• MTS Futures News_PM_20190221

    21 Feb 2019 | SET News

 

·       European stocks were slightly higher Wednesday afternoon, amid rising hopes the world's two largest economies could soon secure a trade deal to end a protracted dispute.

The pan-European Stoxx 600 closed provisionally up around 0.7 percent on Wednesday, with most sectors and major bourses in positive territory.

·       Asian shares pulled ahead to fresh 4-1/2-month highs and U.S. equity futures rose on a Reuters report that the United States and China have started to tackle the stickiest issues in their trade war.

MSCI’s broadest index of Asia-Pacific shares outside Japan edged up 0.1 percent, giving up some earlier gains after hitting a peak last seen in early October.

Investors have been cheered over recent days by signs of progress in Sino-U.S. trade talks. The trade war between the economic giants has roiled financial markets over the past year.

Sentiment also got a lift after the U.S. Federal Reserve on Wednesday affirmed it would be “patient” on further interest rate rises.

“We must be a little bit careful that if the trade negotiation would be ended with a temporary success, that could in turn mean the Fed might restart their monetary tightening,” said Yoshinori Shigemi, a global market strategist at JPMorgan Asset Management in Tokyo.

·       Japan’s Nikkei reversed course and ended higher as optimism over U.S.- China trade talks lifted companies which have large exposure to China such as Yaskawa Electric and Fanuc.

Reuters reported that top U.S. and Chinese trade officials are working this week to hash out language on six broad agreements that aim to resolve the most contentious issues in their seven-month trade war.

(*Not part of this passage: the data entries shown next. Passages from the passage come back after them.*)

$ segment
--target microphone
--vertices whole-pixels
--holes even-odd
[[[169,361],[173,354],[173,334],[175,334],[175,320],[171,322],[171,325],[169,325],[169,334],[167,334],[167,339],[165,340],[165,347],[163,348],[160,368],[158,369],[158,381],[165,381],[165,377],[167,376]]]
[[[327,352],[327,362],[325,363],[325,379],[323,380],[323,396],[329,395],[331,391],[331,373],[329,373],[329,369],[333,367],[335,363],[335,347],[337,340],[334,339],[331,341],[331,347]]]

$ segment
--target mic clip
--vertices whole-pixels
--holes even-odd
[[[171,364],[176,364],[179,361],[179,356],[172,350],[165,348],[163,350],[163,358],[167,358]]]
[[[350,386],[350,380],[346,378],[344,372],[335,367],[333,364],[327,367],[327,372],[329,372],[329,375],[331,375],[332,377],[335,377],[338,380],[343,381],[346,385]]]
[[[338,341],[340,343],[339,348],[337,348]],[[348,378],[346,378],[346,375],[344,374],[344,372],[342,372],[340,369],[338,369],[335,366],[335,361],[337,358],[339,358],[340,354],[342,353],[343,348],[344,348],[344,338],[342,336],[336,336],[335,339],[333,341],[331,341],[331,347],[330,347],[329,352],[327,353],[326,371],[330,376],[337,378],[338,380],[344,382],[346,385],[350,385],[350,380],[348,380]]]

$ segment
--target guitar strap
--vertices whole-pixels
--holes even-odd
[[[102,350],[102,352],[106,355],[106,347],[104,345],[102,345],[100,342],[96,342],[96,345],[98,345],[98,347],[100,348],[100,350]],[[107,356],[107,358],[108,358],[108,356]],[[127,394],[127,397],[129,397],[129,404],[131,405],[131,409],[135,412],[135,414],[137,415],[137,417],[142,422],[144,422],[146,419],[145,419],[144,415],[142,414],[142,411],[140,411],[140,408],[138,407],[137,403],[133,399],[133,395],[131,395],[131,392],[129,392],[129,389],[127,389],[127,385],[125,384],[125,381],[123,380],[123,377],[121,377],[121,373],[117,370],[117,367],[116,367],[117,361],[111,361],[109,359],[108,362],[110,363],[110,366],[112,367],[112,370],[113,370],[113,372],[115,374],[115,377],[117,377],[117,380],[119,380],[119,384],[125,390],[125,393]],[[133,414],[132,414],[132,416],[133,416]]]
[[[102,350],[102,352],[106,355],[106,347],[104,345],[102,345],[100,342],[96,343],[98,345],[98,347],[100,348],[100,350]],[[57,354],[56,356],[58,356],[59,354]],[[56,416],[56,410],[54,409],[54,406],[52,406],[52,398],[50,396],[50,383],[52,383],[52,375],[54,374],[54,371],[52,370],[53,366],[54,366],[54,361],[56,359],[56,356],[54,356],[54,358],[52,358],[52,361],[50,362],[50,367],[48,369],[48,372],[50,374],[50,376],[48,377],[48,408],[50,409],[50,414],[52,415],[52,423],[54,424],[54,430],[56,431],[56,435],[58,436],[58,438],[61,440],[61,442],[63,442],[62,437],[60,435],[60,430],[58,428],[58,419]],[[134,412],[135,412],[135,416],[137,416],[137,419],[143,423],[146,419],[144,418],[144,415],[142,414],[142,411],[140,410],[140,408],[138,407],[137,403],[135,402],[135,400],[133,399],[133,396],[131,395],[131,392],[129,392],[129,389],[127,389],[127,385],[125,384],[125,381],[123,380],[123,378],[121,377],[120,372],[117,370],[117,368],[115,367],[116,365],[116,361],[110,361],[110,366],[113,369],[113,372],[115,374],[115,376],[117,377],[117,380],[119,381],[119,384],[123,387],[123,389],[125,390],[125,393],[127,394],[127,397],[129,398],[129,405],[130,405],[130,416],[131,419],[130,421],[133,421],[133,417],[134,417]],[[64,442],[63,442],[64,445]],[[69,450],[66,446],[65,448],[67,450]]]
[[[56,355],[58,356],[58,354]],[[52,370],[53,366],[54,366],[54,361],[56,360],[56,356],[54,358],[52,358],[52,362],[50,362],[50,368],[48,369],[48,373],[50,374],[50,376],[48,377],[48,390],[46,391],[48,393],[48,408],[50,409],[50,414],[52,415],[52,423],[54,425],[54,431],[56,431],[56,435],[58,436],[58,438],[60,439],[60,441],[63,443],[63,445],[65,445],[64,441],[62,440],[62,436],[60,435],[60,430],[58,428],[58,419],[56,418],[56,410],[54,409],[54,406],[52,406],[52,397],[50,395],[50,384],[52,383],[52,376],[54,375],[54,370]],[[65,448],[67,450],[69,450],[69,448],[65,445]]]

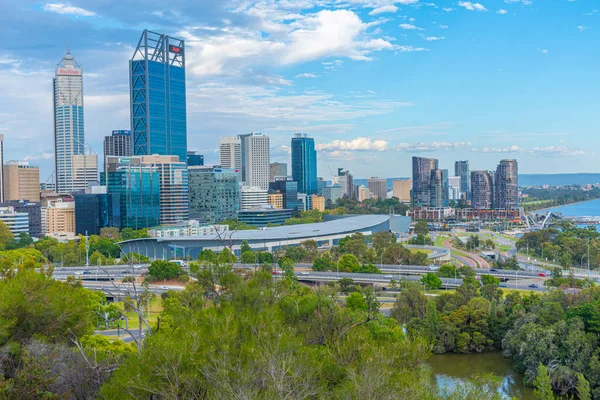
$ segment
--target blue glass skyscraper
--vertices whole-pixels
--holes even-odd
[[[145,30],[129,61],[133,154],[186,161],[185,44]]]
[[[298,182],[300,193],[317,193],[315,140],[301,133],[292,138],[292,178]]]

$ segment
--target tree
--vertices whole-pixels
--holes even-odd
[[[417,221],[417,223],[415,224],[415,234],[423,236],[427,236],[429,234],[429,227],[427,226],[427,221]]]
[[[119,240],[121,235],[119,234],[119,228],[107,227],[100,228],[100,237],[110,240]]]
[[[338,260],[339,269],[345,272],[352,272],[360,268],[360,262],[353,254],[344,254]]]
[[[256,262],[256,254],[252,250],[246,250],[240,256],[242,263],[244,264],[253,264]]]
[[[303,246],[287,246],[285,248],[285,256],[294,262],[302,261],[308,252]]]
[[[533,386],[535,387],[533,390],[533,395],[536,399],[554,400],[552,384],[550,383],[550,375],[548,374],[548,369],[542,365],[542,363],[538,364],[537,376],[533,381]]]
[[[340,285],[340,292],[343,294],[348,294],[354,289],[354,280],[351,278],[342,278],[338,280],[338,284]]]
[[[396,236],[391,232],[377,232],[371,237],[373,248],[381,254],[387,247],[396,243]]]
[[[577,397],[579,400],[592,400],[590,383],[585,379],[582,373],[577,374]]]
[[[346,307],[351,310],[368,311],[369,306],[361,292],[352,292],[346,298]]]
[[[323,254],[315,258],[312,269],[313,271],[329,271],[332,267],[333,263],[329,254]]]
[[[19,247],[28,247],[33,244],[33,239],[26,232],[19,233]]]
[[[124,228],[121,231],[121,240],[144,239],[149,237],[150,235],[148,235],[148,229],[145,228],[137,231],[131,228]]]
[[[495,285],[495,286],[498,286],[500,284],[500,279],[496,278],[493,275],[483,274],[483,275],[481,275],[481,283],[483,285]]]
[[[168,280],[177,278],[181,274],[181,266],[174,262],[156,260],[148,267],[148,274],[154,280]]]
[[[240,252],[241,253],[245,253],[245,252],[251,251],[251,250],[252,250],[252,248],[248,244],[248,241],[247,240],[242,240],[242,244],[240,245]]]
[[[415,282],[402,282],[402,291],[390,312],[390,316],[401,324],[407,323],[413,318],[424,318],[427,297]]]
[[[458,272],[458,267],[452,264],[444,264],[437,271],[439,277],[442,278],[458,278],[460,273]]]
[[[0,247],[6,248],[6,246],[15,239],[14,235],[8,229],[3,221],[0,221]]]
[[[421,282],[427,289],[441,289],[443,285],[442,280],[433,272],[423,275]]]
[[[235,262],[235,260],[235,255],[227,247],[223,248],[217,257],[217,261],[221,264],[232,264]]]

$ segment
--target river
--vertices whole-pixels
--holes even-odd
[[[436,383],[453,386],[475,374],[493,373],[502,378],[501,393],[505,398],[533,400],[533,390],[523,385],[522,377],[515,372],[510,359],[501,352],[477,354],[435,354],[427,360]]]
[[[551,207],[552,210],[561,213],[564,216],[582,217],[582,216],[600,216],[600,199],[582,201],[581,203],[567,204],[565,206]],[[600,225],[596,225],[596,229],[600,231]]]

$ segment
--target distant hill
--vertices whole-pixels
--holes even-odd
[[[563,186],[600,183],[600,174],[520,174],[519,186]]]
[[[392,181],[398,181],[398,180],[401,181],[404,179],[408,179],[408,178],[386,178],[388,190],[390,190],[392,188]],[[356,186],[365,185],[368,187],[369,180],[368,179],[354,179],[354,184]]]

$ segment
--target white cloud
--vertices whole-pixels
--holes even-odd
[[[454,11],[453,8],[442,8],[442,10],[446,11],[446,12],[450,12],[450,11]]]
[[[448,29],[448,25],[440,24],[439,27],[440,27],[440,29]]]
[[[587,31],[588,29],[590,29],[590,27],[589,26],[579,25],[577,27],[577,29],[579,29],[579,32],[583,32],[583,31]]]
[[[303,74],[296,75],[296,78],[317,78],[317,75],[305,72]]]
[[[459,7],[466,8],[469,11],[487,11],[487,8],[485,8],[480,3],[471,3],[470,1],[459,1],[457,5]]]
[[[504,2],[507,4],[521,3],[524,6],[530,6],[531,4],[533,4],[531,0],[504,0]]]
[[[534,147],[531,149],[525,149],[517,145],[507,147],[483,147],[481,149],[472,149],[475,152],[482,153],[513,153],[513,154],[524,154],[530,156],[561,156],[561,157],[574,157],[586,155],[582,150],[570,149],[566,146],[547,146],[547,147]]]
[[[444,39],[446,39],[446,38],[443,37],[443,36],[441,36],[441,37],[438,37],[438,36],[427,36],[425,38],[425,40],[427,40],[428,42],[434,42],[436,40],[444,40]]]
[[[413,51],[429,51],[425,47],[413,47],[413,46],[397,46],[395,49],[400,53],[412,53]]]
[[[348,140],[334,140],[330,143],[316,145],[319,151],[388,151],[389,145],[385,140],[371,140],[365,137]]]
[[[538,51],[542,54],[548,54],[548,49],[538,49]]]
[[[405,31],[413,31],[413,30],[422,31],[423,30],[423,28],[419,28],[418,26],[415,26],[413,24],[400,24],[398,26],[400,28],[404,29]]]
[[[75,15],[77,17],[92,17],[96,15],[93,11],[64,3],[47,3],[44,5],[44,10],[63,15]]]
[[[429,151],[450,151],[470,146],[471,142],[419,142],[415,144],[400,143],[399,145],[394,146],[394,149],[409,153],[418,153]]]
[[[506,11],[506,10],[504,10],[502,8],[499,9],[498,11],[496,11],[496,14],[500,14],[500,15],[504,15],[504,14],[507,14],[507,13],[508,13],[508,11]]]
[[[398,7],[396,7],[393,4],[388,4],[386,6],[374,8],[369,13],[369,15],[379,15],[379,14],[383,14],[383,13],[395,13],[396,11],[398,11]]]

The Nikkei share average ended 0.2 percent higher to 21,464.23, after trading in negative territory for much of the day. It marked the fourth consecutive day of gains.

·       Chinese stocks surrendered gains to end lower on Thursday, as enthusiasm over progress in trade talks with the United States gave way to concern that Beijing will not resort to aggressive interest rate cuts to boost growth.

The Shanghai Composite index fell 0.34 percent to 2,751.80.  The blue-chip CSI300 index declined 0.27 percent, with its financial sector sub-index falling 0.35 percent.  The smaller Shenzhen index fell 0.27 percent while the start-up board ChiNext Composite index gained 0.3 percent

China’s central bank is not yet ready to cut benchmark interest rates to spur the slowing economy, despite cooling inflation and a stronger yuan, which have fanned market expectations of such a move, policy sources told Reuters.

The Reuters report follows comments from Chinese Premier Li Keqiang that China has not and will not change its prudent monetary policy and will not resort to “flood-like” stimulus.